The syntax of Doris DROP is basically the same as MySQL.

DML​

Insert​

INSERT INTO table_name
[ PARTITION (p1, ...) ]
[ WITH LABEL label]
[ (column [, ...]) ]
[ [ hint [, ...] ] ]
{ VALUES ( { expression | DEFAULT } [, ...] ) [, ...] | query }

The Doris INSERT syntax is basically the same as MySQL.

Update​

UPDATE target_table [table_alias]
SET assignment_list
WHERE condition

assignment_list:
assignment [, assignment] ...

assignment:
col_name = value

value:
{expr | DEFAULT}

The Doris UPDATE syntax is basically the same as MySQL, but it should be noted that the WHERE condition must be added.

Delete​

DELETE FROM table_name [table_alias] 
[PARTITION partition_name | PARTITIONS (partition_name [, partition_name])]
WHERE column_name op { value | value_list } [ AND column_name op { value | value_list } ...];

The syntax can only specify filter predicates

DELETE FROM table_name [table_alias]
[PARTITION partition_name | PARTITIONS (partition_name [, partition_name])]
[USING additional_tables]
WHERE condition

This syntax can only be used on the UNIQUE KEY model table.

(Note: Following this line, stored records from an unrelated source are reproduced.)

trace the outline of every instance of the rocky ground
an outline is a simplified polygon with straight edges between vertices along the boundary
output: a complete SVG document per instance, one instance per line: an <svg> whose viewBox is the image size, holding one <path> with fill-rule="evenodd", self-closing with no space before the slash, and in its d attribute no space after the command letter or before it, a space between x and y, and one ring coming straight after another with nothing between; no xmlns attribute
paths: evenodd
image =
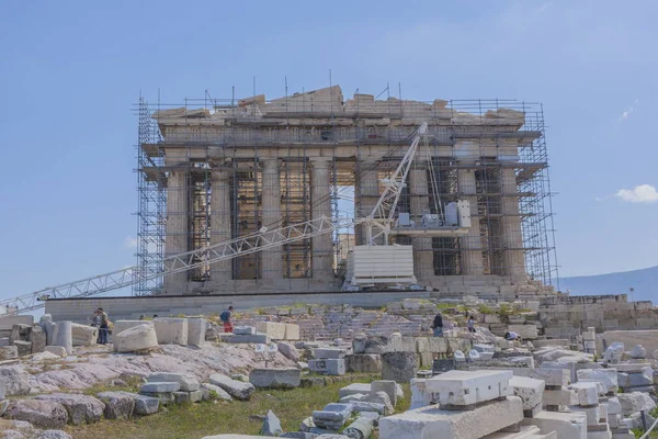
<svg viewBox="0 0 658 439"><path fill-rule="evenodd" d="M0 376L11 376L7 395L29 395L57 391L83 391L122 375L147 376L152 372L190 372L202 380L214 373L248 373L264 365L252 346L206 344L203 349L163 345L149 354L114 353L111 346L76 348L73 356L58 358L47 352L31 360L4 361ZM270 367L295 367L277 353Z"/></svg>

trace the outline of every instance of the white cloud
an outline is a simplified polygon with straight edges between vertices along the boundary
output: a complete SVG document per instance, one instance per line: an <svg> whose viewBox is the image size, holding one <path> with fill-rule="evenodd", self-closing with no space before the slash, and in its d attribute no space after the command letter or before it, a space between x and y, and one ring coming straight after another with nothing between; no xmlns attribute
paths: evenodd
<svg viewBox="0 0 658 439"><path fill-rule="evenodd" d="M137 248L137 238L134 238L132 236L128 236L124 239L124 247L125 248Z"/></svg>
<svg viewBox="0 0 658 439"><path fill-rule="evenodd" d="M633 189L622 189L615 196L629 203L655 203L658 201L658 191L650 184L640 184Z"/></svg>
<svg viewBox="0 0 658 439"><path fill-rule="evenodd" d="M637 105L638 102L639 102L639 99L636 99L635 101L633 101L633 105L631 105L628 108L628 110L624 111L622 113L622 115L620 116L620 122L628 119L628 116L631 115L631 113L633 113L633 111L635 110L635 105Z"/></svg>

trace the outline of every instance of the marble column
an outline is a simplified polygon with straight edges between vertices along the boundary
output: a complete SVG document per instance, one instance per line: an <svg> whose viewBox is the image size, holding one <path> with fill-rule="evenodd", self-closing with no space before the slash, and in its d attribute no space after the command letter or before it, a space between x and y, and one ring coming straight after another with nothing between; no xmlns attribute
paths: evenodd
<svg viewBox="0 0 658 439"><path fill-rule="evenodd" d="M281 227L281 177L279 159L262 160L262 226L273 230ZM281 247L261 251L261 279L283 279ZM275 285L271 285L275 286Z"/></svg>
<svg viewBox="0 0 658 439"><path fill-rule="evenodd" d="M230 171L213 169L211 192L211 245L230 240ZM232 260L211 266L211 281L222 288L232 279Z"/></svg>
<svg viewBox="0 0 658 439"><path fill-rule="evenodd" d="M331 218L331 159L318 157L311 160L311 215ZM313 278L333 279L333 241L331 233L313 238Z"/></svg>
<svg viewBox="0 0 658 439"><path fill-rule="evenodd" d="M466 164L462 164L466 165ZM470 228L468 235L460 238L462 248L462 274L479 275L484 272L483 240L480 237L479 216L477 216L477 190L474 168L457 168L457 185L460 199L470 204ZM474 194L474 196L469 196Z"/></svg>
<svg viewBox="0 0 658 439"><path fill-rule="evenodd" d="M366 217L370 215L379 200L379 176L377 172L377 164L375 161L364 161L361 164L358 176L359 187L359 205L356 206L356 217ZM366 227L358 227L359 236L356 236L358 245L366 245ZM383 241L382 238L379 240Z"/></svg>
<svg viewBox="0 0 658 439"><path fill-rule="evenodd" d="M170 171L167 178L167 236L164 257L189 250L189 188L188 172ZM166 263L170 268L171 263ZM184 294L188 290L188 272L164 277L163 290L168 295Z"/></svg>
<svg viewBox="0 0 658 439"><path fill-rule="evenodd" d="M501 169L501 229L503 251L503 270L507 275L524 275L523 234L519 210L519 192L517 172L513 168Z"/></svg>
<svg viewBox="0 0 658 439"><path fill-rule="evenodd" d="M428 170L412 168L409 170L409 204L411 219L420 225L422 213L430 209ZM413 272L420 281L430 280L434 275L434 251L431 236L411 238L413 246Z"/></svg>

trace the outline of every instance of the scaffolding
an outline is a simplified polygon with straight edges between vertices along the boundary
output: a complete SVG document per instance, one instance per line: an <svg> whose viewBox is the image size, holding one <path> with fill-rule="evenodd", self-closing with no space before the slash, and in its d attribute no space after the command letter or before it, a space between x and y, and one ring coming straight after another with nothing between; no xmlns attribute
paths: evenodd
<svg viewBox="0 0 658 439"><path fill-rule="evenodd" d="M336 93L334 88L330 89ZM552 285L558 272L542 105L517 100L452 100L438 104L390 98L388 88L385 92L387 99L374 102L359 92L348 102L340 102L333 94L326 100L314 98L314 92L286 92L285 98L272 101L258 95L237 100L235 93L230 99L211 99L206 92L203 99L185 99L181 104L159 100L149 104L140 97L139 270L133 294L157 294L162 290L163 280L151 280L147 274L162 271L164 256L211 244L212 215L218 211L212 205L213 171L217 167L228 173L230 238L263 226L311 219L324 201L334 221L344 216L339 212L339 202L352 198L354 207L348 214L365 216L381 193L377 181L395 169L405 154L416 128L408 123L412 120L428 122L432 137L412 165L418 171L413 175L417 187L413 191L405 189L398 212L420 221L423 213L443 214L445 203L468 199L478 227L477 236L470 237L396 236L396 243L413 245L417 270L424 271L420 279L472 273L504 278L522 271L530 281ZM511 123L515 114L522 119ZM510 145L515 145L513 153ZM269 149L276 150L275 180L265 173ZM373 154L374 149L378 155ZM329 161L328 188L318 192L326 193L322 196L328 200L314 195L317 156ZM184 173L183 188L171 185L172 172ZM367 187L367 181L375 181L375 188ZM279 191L277 201L264 195L272 190ZM168 206L168 192L172 191L184 192L185 201L180 205L185 209ZM269 201L264 202L264 196ZM269 213L272 209L274 219ZM170 243L168 222L180 215L188 225L184 239L178 240L175 248L166 248ZM306 239L283 246L274 262L272 254L236 258L230 262L227 281L262 281L274 270L290 281L290 291L309 288L317 278L315 266L320 267L320 257L332 261L333 278L347 243L364 244L359 227L351 233L354 239L341 238L345 230L334 230L328 255L321 255L326 248L320 248L319 241ZM519 239L514 241L512 235ZM207 285L213 281L212 273L213 268L205 264L184 274L184 280L194 282L196 292L207 293L217 289ZM327 290L340 283L338 279L325 281Z"/></svg>

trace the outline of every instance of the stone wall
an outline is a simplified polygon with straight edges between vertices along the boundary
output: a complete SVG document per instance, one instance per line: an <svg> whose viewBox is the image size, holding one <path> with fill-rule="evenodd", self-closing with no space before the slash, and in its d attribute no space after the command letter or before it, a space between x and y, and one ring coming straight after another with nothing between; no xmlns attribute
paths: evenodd
<svg viewBox="0 0 658 439"><path fill-rule="evenodd" d="M239 295L186 295L186 296L138 296L138 297L90 297L58 299L46 302L46 313L53 320L87 323L99 306L105 309L112 320L136 319L140 315L160 317L184 315L219 314L228 306L236 309L256 309L262 307L290 307L294 303L315 303L320 305L340 305L381 308L393 301L402 301L413 294L417 299L429 299L424 292L375 292L375 293L329 293L329 294L259 294L258 292Z"/></svg>
<svg viewBox="0 0 658 439"><path fill-rule="evenodd" d="M658 311L650 301L628 302L626 294L555 296L541 300L540 322L544 335L568 338L594 327L606 330L658 328Z"/></svg>

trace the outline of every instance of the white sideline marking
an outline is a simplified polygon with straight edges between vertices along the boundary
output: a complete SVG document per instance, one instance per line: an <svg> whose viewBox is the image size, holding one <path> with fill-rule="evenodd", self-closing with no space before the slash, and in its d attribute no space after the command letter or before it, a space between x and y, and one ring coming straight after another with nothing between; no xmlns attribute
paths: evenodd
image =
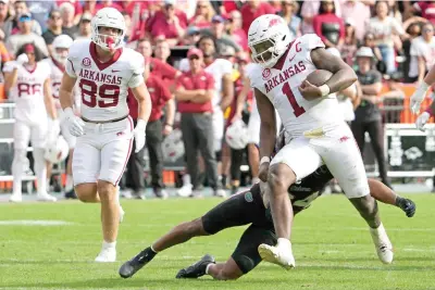
<svg viewBox="0 0 435 290"><path fill-rule="evenodd" d="M42 219L11 219L0 220L0 226L66 226L74 223L65 220L42 220Z"/></svg>

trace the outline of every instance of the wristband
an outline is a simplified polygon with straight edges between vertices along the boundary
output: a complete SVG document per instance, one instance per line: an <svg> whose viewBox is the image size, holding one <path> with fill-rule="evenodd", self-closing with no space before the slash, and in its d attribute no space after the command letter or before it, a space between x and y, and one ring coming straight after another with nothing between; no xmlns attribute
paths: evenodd
<svg viewBox="0 0 435 290"><path fill-rule="evenodd" d="M65 109L63 109L63 112L65 113L65 115L67 115L69 117L75 116L73 109L71 106L67 106Z"/></svg>
<svg viewBox="0 0 435 290"><path fill-rule="evenodd" d="M432 108L431 108L431 106L430 106L430 108L427 108L425 112L426 112L426 113L428 113L431 117L433 117L433 116L434 116L434 111L432 110Z"/></svg>
<svg viewBox="0 0 435 290"><path fill-rule="evenodd" d="M136 128L141 128L145 130L145 128L147 128L147 122L145 122L145 119L142 118L138 118L136 123Z"/></svg>
<svg viewBox="0 0 435 290"><path fill-rule="evenodd" d="M263 156L263 157L260 160L260 165L263 164L263 163L270 163L270 162L271 162L271 159L270 159L270 157Z"/></svg>
<svg viewBox="0 0 435 290"><path fill-rule="evenodd" d="M320 86L319 89L320 89L320 91L322 92L322 97L326 97L326 96L330 94L330 92L331 92L331 88L330 88L330 86L327 86L326 84Z"/></svg>

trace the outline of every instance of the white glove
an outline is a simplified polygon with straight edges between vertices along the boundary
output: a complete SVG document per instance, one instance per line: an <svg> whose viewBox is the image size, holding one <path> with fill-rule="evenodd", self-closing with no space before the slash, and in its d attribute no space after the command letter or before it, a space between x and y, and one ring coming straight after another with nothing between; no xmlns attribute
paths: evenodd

The DELETE syntax in Doris is basically the same as in MySQL. However, since Doris is an analytical database, deletions cannot be too frequent.

Select​

SELECT
[hint_statement, ...]
[ALL | DISTINCT | DISTINCTROW | ALL EXCEPT ( col_name1 [, col_name2, col_name3, ...] )]
select_expr [, select_expr ...]
[FROM table_references
[PARTITION partition_list]
[TABLET tabletid_list]
[TABLESAMPLE sample_value [ROWS | PERCENT]
[REPEATABLE pos_seek]]
[WHERE where_condition]
[GROUP BY [GROUPING SETS | ROLLUP | CUBE] {col_name | expr | position}]
[HAVING where_condition]
[ORDER BY {col_name | expr | position}
[ASC | DESC], ...]
[LIMIT {[offset,] row_count | row_count OFFSET offset}]
[INTO OUTFILE 'file_name']

The Doris SELECT syntax is basically the same as MySQL.

SQL Function​

Doris Function covers most MySQL functions.